Set the function equal to zero and clear the denominator by multiplying by the least common denominator, \(\left( {w + 1} \right)\left( {2w - 3} \right)\), and then solve the resulting equation.

\[\begin{align*}\left( {w + 1} \right)\left( {2w - 3} \right)\left( {\frac{{2w}}{{w + 1}} + \frac{{w - 4}}{{2w - 3}}} \right) & = 0\\ 2w\left( {2w - 3} \right) + \left( {w - 4} \right)\left( {w + 1} \right) & = 0\\ 5{w^2} - 9w - 4 & = 0\end{align*}\]

This quadratic doesn’t factor so we’ll need to use the quadratic formula to get the solution.

\[w = \frac{{9 \pm \sqrt {{{\left( { - 9} \right)}^2} - 4\left( 5 \right)\left( { - 4} \right)} }}{{2\left( 5 \right)}} = \frac{{9 \pm \sqrt {161} }}{{10}}\]

So, it looks like this function has the following two roots,

\[\frac{{9 + \sqrt {161} }}{{10}} = 2.168858\hspace{0.25in}\hspace{0.25in}\hspace{0.25in}\frac{{9 - \sqrt {161} }}{{10}} = - 0.368858\]

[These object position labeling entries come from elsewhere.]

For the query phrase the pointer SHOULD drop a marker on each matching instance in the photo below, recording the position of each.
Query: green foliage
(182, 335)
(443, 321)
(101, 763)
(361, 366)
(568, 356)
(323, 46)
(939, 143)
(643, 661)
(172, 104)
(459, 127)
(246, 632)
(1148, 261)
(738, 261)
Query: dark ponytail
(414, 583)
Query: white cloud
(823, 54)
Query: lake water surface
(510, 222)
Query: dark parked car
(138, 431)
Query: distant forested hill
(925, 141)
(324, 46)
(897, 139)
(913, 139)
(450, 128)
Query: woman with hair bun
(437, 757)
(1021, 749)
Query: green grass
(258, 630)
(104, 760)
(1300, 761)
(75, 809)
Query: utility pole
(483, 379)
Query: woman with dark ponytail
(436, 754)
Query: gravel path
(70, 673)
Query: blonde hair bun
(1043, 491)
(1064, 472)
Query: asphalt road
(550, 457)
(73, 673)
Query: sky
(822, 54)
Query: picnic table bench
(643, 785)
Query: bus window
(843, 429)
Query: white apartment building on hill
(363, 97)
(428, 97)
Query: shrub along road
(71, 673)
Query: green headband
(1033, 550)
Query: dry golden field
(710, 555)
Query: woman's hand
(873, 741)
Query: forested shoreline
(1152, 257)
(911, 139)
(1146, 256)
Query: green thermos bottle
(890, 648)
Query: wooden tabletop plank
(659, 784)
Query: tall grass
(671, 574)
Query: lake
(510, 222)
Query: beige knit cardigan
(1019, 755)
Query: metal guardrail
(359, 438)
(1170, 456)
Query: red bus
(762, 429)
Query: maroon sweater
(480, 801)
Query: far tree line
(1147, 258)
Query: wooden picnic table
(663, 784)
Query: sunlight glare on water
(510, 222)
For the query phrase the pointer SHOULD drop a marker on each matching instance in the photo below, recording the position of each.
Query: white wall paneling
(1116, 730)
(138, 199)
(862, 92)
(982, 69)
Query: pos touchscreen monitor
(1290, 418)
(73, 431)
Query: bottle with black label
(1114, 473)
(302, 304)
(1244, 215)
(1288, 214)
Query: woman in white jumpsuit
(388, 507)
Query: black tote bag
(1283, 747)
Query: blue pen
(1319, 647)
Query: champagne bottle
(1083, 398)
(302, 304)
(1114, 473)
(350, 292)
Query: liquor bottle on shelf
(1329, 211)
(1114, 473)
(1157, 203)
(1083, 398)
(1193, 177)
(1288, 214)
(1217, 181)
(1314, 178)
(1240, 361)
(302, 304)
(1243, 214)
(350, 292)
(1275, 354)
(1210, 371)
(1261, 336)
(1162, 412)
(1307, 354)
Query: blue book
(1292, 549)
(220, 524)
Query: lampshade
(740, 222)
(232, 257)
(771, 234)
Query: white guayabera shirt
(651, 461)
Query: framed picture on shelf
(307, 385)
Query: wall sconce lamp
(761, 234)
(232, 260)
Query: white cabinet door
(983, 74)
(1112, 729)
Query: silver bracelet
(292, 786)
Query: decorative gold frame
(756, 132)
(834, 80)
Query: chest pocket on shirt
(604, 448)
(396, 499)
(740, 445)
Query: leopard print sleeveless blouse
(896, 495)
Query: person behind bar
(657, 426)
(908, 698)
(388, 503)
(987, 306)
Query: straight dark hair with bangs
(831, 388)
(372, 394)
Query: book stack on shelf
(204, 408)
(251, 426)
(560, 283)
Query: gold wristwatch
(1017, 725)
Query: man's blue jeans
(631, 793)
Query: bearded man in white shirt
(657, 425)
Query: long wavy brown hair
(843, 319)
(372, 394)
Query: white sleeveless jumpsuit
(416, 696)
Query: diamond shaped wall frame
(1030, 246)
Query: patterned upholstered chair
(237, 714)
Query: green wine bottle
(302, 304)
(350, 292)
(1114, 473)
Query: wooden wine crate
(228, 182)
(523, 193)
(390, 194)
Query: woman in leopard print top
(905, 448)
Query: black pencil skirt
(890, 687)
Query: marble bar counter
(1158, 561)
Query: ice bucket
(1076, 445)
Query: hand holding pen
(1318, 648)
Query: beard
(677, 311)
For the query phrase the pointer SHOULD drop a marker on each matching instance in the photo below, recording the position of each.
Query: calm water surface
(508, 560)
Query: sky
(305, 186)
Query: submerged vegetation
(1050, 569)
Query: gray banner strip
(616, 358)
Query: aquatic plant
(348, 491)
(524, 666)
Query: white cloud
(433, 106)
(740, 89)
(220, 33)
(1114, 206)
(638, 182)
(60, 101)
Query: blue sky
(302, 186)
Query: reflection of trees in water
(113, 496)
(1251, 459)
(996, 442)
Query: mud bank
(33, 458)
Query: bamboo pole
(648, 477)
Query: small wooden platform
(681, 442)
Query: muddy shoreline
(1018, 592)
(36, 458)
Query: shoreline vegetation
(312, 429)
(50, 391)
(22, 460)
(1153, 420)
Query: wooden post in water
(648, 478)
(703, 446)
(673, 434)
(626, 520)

Recall that because we started off with a function that contained rational expressions we need to go back to the original function and make sure that neither of these will create a division by zero problem in the original function. Neither of these do and so they are the two roots of this function.